Un traliccio davanti a una chiesa antica della Val d’Arda? Follia umana!

UN TRALICCIO DAVANTI A UNA CHIESA ANTICA DELLA VAL D’ARDA? FOLLIA UMANA!
(Sergio Efosi Valtolla, fotoamatore, escursionista e narratore)
Pare che ci sia un progetto in fase avanzata che prevede la realizzazione di un grande, e alto, traliccio in acciaio a pochi metri dall’antica chiesa di Castelletto di Vernasca, un monumento risalente al medioevo.
Una grande torre per le telecomunicazione che deturperebbe il paesaggio agreste che caratterizza il circondario dell’antica chiesa di Sant’Andrea.
Forse è anche ben più di una ipotesi e bene hanno fatto gli “Amici dell’antica chiesa…” e la “Proloco di Castelletto” a interpellare le autorità affinché venga interdetta tale localizzazione.
A tal proposito vengono spontanee alcune domande.


1-come può permettere questo la Soprintendenza per i Beni Architettonici e Paesaggistici di Parma e Piacenza?
2-come può il consiglio comunale di Vernasca non prendere una dura posizione di fronte a tanta sfrontatezza pseudo-imprenditoriale?*
Qualsiasi monumento – per me lo sono anche i luoghi più naturali delle nostre colline e gli Appennini, in generale i centri storici dei paesi… – deve essere tutelato a tutti i costi perché “patrimonio di tutti noi”, testimonianze del nostro passato, della nostra storia, unica difesa contro il brutto, il rozzo e l’aridità culturale.
L’antica chiesa di Castelletto, con la sua collocazione agreste, è una delle poche testimonianze della primaria civilizzazione alto medievale che restano in Val d’Arda, un bene collettivo da tutelare.
Deturpare quest’area sarebbe delittuoso e imperdonabile.

NOTE

*Sembrerebbe che il Sindaco di Vernasca si sia pronunciato ufficialmente contro tale localizzazione e che forse lo stia facendo anche il consiglio comunale (quando pubblico questo articolo spero proprio che le istituzioni citate siano intervenute ufficialmente esprimendo forte contrarietà per la collocazione di tale traliccio in zone di rispetto dei beni culturali, ecc…).

5 commenti

  1. Posso anche aspettarmi che una società di telecomunicazioni se ne freghi di un bene storico che è soprattutto la testimonianza del passato di quella popolazione di cui loro ignorano l’esistenza, dato che per loro gli uomini sono solo utenti abbonati con un n° di cellulare ed un codice fiscale a cui inviare la bolletta.
    Quello che mi demoralizza profondamente in questa vicenda è il fatto che la società telefonica, a quanto sembra, non ha avuto alcun problema a reperire il terreno su cui collocare l’impianto.
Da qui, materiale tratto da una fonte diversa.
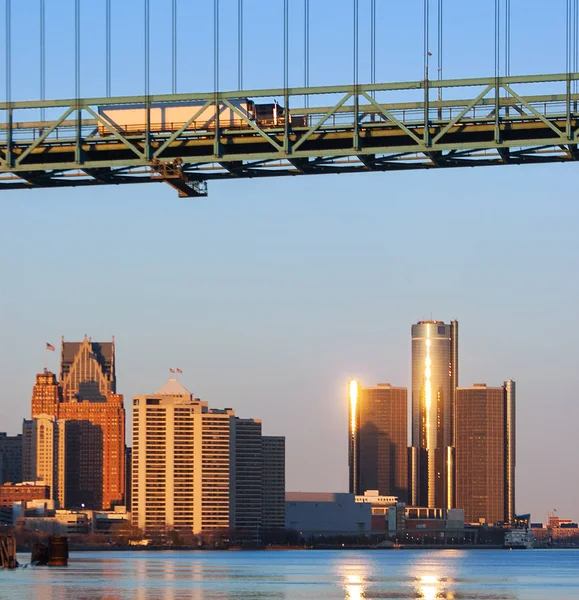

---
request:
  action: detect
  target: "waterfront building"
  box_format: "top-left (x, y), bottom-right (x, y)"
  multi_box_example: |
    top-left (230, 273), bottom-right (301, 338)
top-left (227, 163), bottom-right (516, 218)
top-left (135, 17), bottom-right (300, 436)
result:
top-left (132, 379), bottom-right (285, 543)
top-left (261, 435), bottom-right (285, 531)
top-left (349, 381), bottom-right (408, 502)
top-left (285, 492), bottom-right (372, 537)
top-left (32, 336), bottom-right (125, 510)
top-left (455, 381), bottom-right (516, 525)
top-left (25, 415), bottom-right (64, 506)
top-left (0, 481), bottom-right (50, 508)
top-left (232, 418), bottom-right (264, 543)
top-left (410, 321), bottom-right (458, 509)
top-left (0, 433), bottom-right (22, 485)
top-left (132, 379), bottom-right (235, 534)
top-left (22, 419), bottom-right (35, 481)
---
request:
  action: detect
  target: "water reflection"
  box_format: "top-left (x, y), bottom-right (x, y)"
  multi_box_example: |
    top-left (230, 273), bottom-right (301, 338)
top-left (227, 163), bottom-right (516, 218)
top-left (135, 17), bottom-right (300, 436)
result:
top-left (345, 575), bottom-right (366, 600)
top-left (417, 575), bottom-right (454, 600)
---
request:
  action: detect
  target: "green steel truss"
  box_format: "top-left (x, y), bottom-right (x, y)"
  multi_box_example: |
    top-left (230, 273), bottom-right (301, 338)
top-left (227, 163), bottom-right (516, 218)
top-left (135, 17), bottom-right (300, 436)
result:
top-left (0, 73), bottom-right (579, 196)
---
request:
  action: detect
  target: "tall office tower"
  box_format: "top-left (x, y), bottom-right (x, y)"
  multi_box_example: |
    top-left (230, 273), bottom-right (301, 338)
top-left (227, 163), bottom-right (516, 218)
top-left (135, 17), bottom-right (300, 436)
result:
top-left (125, 446), bottom-right (133, 512)
top-left (261, 435), bottom-right (285, 531)
top-left (32, 336), bottom-right (125, 510)
top-left (349, 381), bottom-right (408, 502)
top-left (60, 335), bottom-right (117, 402)
top-left (32, 370), bottom-right (62, 419)
top-left (0, 433), bottom-right (22, 485)
top-left (24, 415), bottom-right (64, 507)
top-left (231, 417), bottom-right (263, 542)
top-left (456, 381), bottom-right (515, 524)
top-left (132, 379), bottom-right (235, 534)
top-left (22, 419), bottom-right (36, 481)
top-left (411, 321), bottom-right (458, 508)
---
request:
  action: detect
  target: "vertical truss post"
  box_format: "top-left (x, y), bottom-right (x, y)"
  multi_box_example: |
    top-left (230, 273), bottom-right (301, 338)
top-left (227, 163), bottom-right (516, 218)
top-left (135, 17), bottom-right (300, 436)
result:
top-left (352, 0), bottom-right (360, 150)
top-left (495, 77), bottom-right (502, 144)
top-left (565, 73), bottom-right (575, 141)
top-left (40, 0), bottom-right (46, 121)
top-left (74, 106), bottom-right (82, 165)
top-left (213, 0), bottom-right (221, 158)
top-left (6, 107), bottom-right (14, 167)
top-left (423, 0), bottom-right (430, 146)
top-left (144, 0), bottom-right (152, 160)
top-left (283, 0), bottom-right (290, 154)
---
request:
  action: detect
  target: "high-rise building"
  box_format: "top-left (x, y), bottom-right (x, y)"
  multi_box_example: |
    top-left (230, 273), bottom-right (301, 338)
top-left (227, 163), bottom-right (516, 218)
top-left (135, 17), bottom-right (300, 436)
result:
top-left (125, 446), bottom-right (133, 511)
top-left (60, 335), bottom-right (117, 403)
top-left (23, 415), bottom-right (64, 507)
top-left (349, 381), bottom-right (408, 502)
top-left (410, 321), bottom-right (458, 508)
top-left (455, 381), bottom-right (515, 524)
top-left (32, 336), bottom-right (125, 510)
top-left (261, 435), bottom-right (285, 532)
top-left (131, 379), bottom-right (285, 542)
top-left (132, 379), bottom-right (235, 534)
top-left (232, 417), bottom-right (263, 543)
top-left (22, 419), bottom-right (35, 481)
top-left (0, 433), bottom-right (22, 485)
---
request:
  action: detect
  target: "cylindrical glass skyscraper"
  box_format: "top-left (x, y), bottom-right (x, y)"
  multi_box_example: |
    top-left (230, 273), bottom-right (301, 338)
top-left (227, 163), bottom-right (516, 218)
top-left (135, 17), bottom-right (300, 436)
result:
top-left (412, 321), bottom-right (458, 508)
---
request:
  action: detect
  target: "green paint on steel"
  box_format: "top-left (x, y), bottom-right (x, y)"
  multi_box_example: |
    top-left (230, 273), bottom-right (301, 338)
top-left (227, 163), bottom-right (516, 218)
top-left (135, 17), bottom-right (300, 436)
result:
top-left (0, 73), bottom-right (579, 196)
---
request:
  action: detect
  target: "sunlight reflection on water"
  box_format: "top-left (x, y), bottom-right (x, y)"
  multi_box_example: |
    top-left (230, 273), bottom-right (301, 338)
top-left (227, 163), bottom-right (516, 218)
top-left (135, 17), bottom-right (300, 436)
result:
top-left (0, 550), bottom-right (579, 600)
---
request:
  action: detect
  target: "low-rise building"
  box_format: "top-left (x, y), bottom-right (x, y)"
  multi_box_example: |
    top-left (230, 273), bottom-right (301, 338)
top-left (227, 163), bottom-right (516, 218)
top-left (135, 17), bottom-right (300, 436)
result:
top-left (285, 492), bottom-right (372, 537)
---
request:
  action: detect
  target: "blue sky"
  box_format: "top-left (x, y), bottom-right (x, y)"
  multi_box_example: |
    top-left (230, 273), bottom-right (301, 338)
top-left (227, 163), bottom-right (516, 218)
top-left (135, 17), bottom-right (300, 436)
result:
top-left (0, 0), bottom-right (579, 520)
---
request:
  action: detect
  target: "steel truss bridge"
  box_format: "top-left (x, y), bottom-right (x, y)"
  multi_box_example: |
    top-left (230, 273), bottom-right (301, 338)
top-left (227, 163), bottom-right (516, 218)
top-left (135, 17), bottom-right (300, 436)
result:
top-left (0, 73), bottom-right (579, 197)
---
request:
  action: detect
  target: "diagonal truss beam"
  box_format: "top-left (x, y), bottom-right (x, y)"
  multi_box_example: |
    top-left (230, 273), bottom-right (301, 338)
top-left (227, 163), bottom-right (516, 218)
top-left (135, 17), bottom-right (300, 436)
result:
top-left (223, 98), bottom-right (284, 152)
top-left (16, 106), bottom-right (76, 166)
top-left (86, 107), bottom-right (145, 159)
top-left (153, 100), bottom-right (213, 158)
top-left (502, 83), bottom-right (567, 140)
top-left (293, 92), bottom-right (353, 150)
top-left (362, 92), bottom-right (422, 144)
top-left (432, 85), bottom-right (495, 144)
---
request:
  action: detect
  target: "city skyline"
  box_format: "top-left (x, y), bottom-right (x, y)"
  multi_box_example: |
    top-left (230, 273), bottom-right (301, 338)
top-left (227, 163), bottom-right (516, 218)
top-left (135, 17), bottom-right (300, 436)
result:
top-left (1, 310), bottom-right (576, 514)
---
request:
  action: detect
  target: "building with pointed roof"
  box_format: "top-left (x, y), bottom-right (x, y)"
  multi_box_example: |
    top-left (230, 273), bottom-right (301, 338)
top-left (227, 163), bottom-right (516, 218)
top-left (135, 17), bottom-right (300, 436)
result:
top-left (30, 335), bottom-right (125, 510)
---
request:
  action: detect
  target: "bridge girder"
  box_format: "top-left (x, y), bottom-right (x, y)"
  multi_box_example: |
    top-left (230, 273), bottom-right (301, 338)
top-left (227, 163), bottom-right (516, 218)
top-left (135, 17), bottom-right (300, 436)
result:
top-left (0, 74), bottom-right (579, 197)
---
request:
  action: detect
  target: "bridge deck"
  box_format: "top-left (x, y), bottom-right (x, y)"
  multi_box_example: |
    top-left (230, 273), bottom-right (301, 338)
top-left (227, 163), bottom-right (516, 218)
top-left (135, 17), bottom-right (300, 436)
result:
top-left (0, 74), bottom-right (579, 196)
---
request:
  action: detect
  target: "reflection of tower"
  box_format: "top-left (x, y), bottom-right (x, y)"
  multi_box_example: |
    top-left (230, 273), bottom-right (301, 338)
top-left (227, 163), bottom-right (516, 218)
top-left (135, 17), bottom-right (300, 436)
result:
top-left (410, 321), bottom-right (458, 508)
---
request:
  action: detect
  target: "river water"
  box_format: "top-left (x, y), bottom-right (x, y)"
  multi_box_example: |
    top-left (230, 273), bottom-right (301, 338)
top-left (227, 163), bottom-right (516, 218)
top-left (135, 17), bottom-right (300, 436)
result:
top-left (0, 550), bottom-right (579, 600)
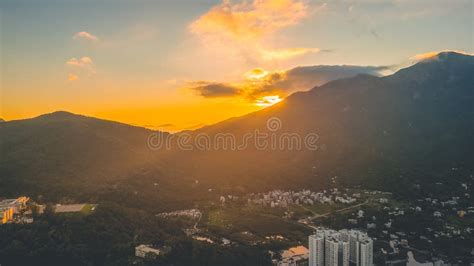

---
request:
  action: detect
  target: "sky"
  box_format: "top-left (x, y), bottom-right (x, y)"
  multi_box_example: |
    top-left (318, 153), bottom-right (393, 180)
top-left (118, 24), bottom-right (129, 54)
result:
top-left (0, 0), bottom-right (474, 131)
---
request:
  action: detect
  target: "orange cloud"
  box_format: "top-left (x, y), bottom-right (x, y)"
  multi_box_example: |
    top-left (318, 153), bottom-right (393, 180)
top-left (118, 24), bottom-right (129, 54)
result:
top-left (66, 56), bottom-right (92, 68)
top-left (66, 56), bottom-right (96, 81)
top-left (190, 0), bottom-right (308, 40)
top-left (189, 0), bottom-right (325, 62)
top-left (261, 47), bottom-right (321, 60)
top-left (67, 73), bottom-right (79, 81)
top-left (410, 50), bottom-right (473, 61)
top-left (72, 31), bottom-right (99, 42)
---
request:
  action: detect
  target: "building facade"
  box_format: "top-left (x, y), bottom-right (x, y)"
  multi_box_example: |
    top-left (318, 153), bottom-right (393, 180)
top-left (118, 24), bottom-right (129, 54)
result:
top-left (308, 229), bottom-right (373, 266)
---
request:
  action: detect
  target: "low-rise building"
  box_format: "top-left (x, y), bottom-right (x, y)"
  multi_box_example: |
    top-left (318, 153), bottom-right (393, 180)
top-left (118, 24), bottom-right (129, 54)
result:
top-left (135, 244), bottom-right (162, 258)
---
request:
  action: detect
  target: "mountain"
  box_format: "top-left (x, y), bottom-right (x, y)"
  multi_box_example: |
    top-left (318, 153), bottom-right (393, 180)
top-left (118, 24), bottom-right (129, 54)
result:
top-left (0, 112), bottom-right (168, 195)
top-left (171, 52), bottom-right (474, 190)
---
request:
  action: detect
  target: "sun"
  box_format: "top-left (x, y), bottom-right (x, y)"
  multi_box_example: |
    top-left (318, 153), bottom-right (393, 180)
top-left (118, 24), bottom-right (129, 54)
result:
top-left (255, 95), bottom-right (283, 107)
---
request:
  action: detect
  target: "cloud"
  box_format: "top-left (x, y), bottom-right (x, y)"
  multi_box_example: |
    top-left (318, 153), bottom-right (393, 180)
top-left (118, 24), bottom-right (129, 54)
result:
top-left (190, 0), bottom-right (308, 40)
top-left (410, 50), bottom-right (473, 61)
top-left (67, 73), bottom-right (79, 81)
top-left (183, 65), bottom-right (390, 106)
top-left (72, 31), bottom-right (99, 42)
top-left (189, 0), bottom-right (326, 62)
top-left (66, 56), bottom-right (92, 68)
top-left (261, 47), bottom-right (321, 60)
top-left (66, 56), bottom-right (96, 81)
top-left (188, 81), bottom-right (240, 98)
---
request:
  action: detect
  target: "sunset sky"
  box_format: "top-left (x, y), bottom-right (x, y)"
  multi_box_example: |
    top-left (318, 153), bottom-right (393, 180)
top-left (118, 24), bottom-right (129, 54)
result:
top-left (0, 0), bottom-right (474, 131)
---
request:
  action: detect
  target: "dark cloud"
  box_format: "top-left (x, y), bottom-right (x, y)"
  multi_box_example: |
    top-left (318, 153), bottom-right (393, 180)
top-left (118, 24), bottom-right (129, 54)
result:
top-left (191, 81), bottom-right (240, 98)
top-left (185, 65), bottom-right (390, 101)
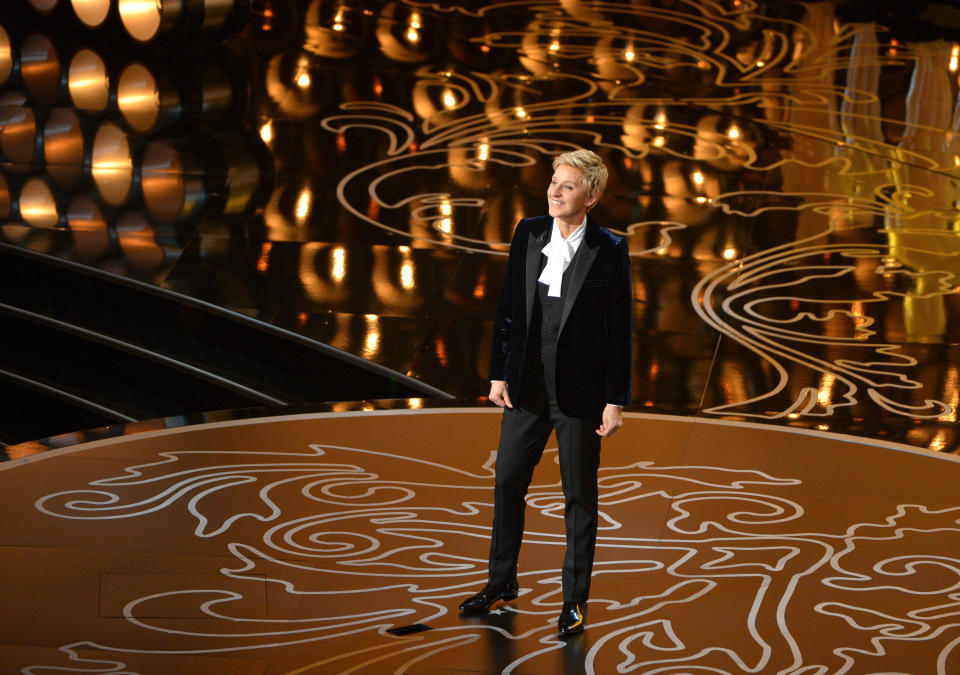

Terreno messo prontamente a disposizione da un figlio di questa terra che non si è posto alcuno scrupolo ad affittarlo o venderlo . Dopo tutto è solo un piccolo ed umile pezzetto di terra sassosa, magari ora incolto, ma ereditato dai propri avi che chissa quanto sudore vi hanno versato per ricavarne un pezzo di pane, tra imprecazioni, e forse qualche preghiera. Preghiera rivolta in direzione di quella umile chiesetta di sasso che è proprio li di fronte, che da secoli è sempre pronta a ricevere le ritrasmettere le preghiere a chi di dovere, anche senza batteria e senza campo ….
    saluti Marco

  2. Bravo Sergio.E ‘
    necessario stare sempre all’erta. Qualcuno a Vernasca e’caduto dal pero perché sembra che non fosse a conoscenza! Ciao e stai bene.Saluti a tuo fratello Arturo.